Deforestation and habitat changes have shown an adverse effect on insect pollinators, seed predators, decomposers, and parasitoids, which are highly susceptible to these changes. The success of plant reproduction may be sensitive to the loss of pollinators [74, 116, 117]. Some the evidence suggests that pollinator populations are declining worldwide [74]. These changes result in the destruction of food sources, nesting, oviposition, resting, and mating sites [95]. The increase in population pressure and urbanization of wild and agricultural lands has disrupted the habitat of wild pollinators viz., moths [118], butterflies [119], and bees [70, 71, 120, 121] and managed pollinators experienced sudden colony losses [122]. With the increased demand for food crops and higher productivity by use of either plant production or plant protection chemicals has killed the pollinators directly, and eradicated alternative pollen sources from their natural forage species [123, 124]. The pollination host range of honeybees is wide, but they do not pollinate all types of the crop with equal efficiency, are not active under all climatic conditions [125]. Whereas, some of the bees have the ability to pollinate some crops at a higher level of efficiency, with their lower population densities, and with greater independence of climatic conditions [21, 126].

Database of wild pollinator populations and communities is one of severe lack of long term planning and evaluation of their valuation in much of the world, especially for invertebrate pollinators [127, 128, 129]. Such as European red List of bees, 57% of the European bee species were categorized as “data deficient”; butterflies and moths from parts of Africa that are described at threatened status also reported in the literature [130, 131, 132].

Emerging risks such as diseases, invasive alien species, pathogens, etc., threaten the pollinators, there should be phytosanitary and preventive measures that could be accompanied for the effective response to these emerging risks. Few regions in the world (parts of Australia, Seychelles), that are not affected by the ectoparasitic mite, Varroa destructor, the most detrimental honey bee pest [82, 133, 134]. These mites also act as a vector for a number of bee viruses, which might spill over to wild bee species [135].

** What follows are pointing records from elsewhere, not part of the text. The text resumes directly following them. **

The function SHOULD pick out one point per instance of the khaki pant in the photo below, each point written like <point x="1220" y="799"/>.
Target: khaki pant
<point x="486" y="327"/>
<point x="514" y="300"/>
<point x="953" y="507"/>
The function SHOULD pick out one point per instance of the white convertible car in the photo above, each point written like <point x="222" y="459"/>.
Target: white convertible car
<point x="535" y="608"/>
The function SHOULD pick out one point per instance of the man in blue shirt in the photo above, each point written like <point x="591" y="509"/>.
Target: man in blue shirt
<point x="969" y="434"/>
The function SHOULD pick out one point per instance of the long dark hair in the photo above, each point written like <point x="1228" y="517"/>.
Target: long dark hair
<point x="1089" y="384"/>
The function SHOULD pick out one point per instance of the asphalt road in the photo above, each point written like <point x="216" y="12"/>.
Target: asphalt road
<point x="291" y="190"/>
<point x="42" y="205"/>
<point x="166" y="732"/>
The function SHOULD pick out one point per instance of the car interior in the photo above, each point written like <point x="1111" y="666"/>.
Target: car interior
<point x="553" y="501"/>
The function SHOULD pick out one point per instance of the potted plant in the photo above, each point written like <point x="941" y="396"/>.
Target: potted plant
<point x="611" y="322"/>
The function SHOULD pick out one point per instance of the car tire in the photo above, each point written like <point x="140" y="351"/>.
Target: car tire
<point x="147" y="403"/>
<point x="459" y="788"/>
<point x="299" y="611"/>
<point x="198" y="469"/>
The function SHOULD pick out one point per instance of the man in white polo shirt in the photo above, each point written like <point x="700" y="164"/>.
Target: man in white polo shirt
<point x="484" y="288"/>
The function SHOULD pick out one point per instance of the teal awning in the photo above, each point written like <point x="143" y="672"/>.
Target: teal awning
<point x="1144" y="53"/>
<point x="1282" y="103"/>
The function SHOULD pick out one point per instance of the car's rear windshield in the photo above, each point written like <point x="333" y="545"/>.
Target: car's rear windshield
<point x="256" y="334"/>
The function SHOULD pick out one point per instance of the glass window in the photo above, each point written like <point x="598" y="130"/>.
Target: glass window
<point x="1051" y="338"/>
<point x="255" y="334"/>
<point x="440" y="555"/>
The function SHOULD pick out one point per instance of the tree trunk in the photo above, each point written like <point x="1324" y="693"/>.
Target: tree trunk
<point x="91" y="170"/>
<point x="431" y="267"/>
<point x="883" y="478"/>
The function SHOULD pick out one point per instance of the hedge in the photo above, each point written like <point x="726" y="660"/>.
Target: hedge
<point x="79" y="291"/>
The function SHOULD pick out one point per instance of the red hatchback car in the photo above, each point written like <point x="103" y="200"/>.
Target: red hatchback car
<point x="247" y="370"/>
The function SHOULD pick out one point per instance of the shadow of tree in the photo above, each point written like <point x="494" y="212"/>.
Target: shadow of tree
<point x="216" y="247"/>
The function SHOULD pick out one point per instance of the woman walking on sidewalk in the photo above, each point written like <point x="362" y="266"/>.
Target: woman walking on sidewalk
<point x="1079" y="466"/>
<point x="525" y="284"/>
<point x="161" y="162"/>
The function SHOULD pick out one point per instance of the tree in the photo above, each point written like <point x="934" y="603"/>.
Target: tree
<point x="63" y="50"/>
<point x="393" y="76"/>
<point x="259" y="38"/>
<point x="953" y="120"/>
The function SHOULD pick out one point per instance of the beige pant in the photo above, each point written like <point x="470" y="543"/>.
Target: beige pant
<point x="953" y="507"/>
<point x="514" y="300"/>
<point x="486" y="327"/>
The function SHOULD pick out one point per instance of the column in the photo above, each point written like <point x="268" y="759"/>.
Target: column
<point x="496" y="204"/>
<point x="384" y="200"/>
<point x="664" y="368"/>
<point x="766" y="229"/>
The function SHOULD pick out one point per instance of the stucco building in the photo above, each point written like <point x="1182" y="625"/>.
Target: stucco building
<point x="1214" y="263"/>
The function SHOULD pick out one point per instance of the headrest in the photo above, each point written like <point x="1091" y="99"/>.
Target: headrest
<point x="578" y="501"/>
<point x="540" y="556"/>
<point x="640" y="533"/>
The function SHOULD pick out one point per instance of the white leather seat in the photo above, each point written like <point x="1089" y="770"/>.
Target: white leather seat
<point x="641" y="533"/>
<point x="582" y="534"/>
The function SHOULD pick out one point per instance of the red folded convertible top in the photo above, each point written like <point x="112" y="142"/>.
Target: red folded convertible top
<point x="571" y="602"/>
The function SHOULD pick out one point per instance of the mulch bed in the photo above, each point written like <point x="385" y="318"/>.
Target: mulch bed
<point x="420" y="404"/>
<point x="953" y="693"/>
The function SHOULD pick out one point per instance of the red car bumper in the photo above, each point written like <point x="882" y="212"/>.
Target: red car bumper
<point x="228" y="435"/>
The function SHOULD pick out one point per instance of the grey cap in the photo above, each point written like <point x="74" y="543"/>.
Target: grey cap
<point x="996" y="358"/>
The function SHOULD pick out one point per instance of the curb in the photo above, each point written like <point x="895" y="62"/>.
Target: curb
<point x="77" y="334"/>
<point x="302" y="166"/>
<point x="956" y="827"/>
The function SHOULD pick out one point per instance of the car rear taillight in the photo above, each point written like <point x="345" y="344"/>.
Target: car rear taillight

7. Conclusion and future prospect of pollinators

Sustainable agriculture requires reliable pollinators, but a shortage of pollinators could not be strongly evidenced for food crisis or pollination crisis. Long-term data deficient on the pollinators’ population should be noted and there is no evidence of their decline over time, neither there is a framed definition to label pollinator crisis universally on that frame. The honeybee is a valuable pollinator to perform an important pollination function in the ecosystem. The decline in a number of managed pollinators in the system is due to some of the reasons such as introduced parasites and pathogens. There is a need for time to be compatible with and comprehensive management strategy of crop pollination for sustainable agriculture. Pollinators require to be managed through augmentation or conservation as needed to study their biology and ecology. Several studies that show the declining bee population poses a threat to global food security. Nesting habitat must be provided whether as a soil bed of a more or less special nature, or as stumps of trees and logs, or as rodent burrows for bumbles. Conservation of native pollinator habitat can be enhanced by changes in land use management strategies viz., non-cultivated patches of ground, setting up parks or protected areas for wildlife, flora, and fauna both at public and private areas. There should be a policy for arable, non-arable, and along with the roadside land that could facilitate the planting of wild plant flora which encourages pollinator populations. There should be judicious and timely use of pesticides that should ensure the protection of pollinators. There should be a crop pollination plan for all pollinator-dependent crops that must be included in the national or state crop production strategies. Farmer’s awareness camps should be organized in the rural areas about crop pollination and the role of pollinators should be described, so that there may be a change in plant protection chemicals patterns.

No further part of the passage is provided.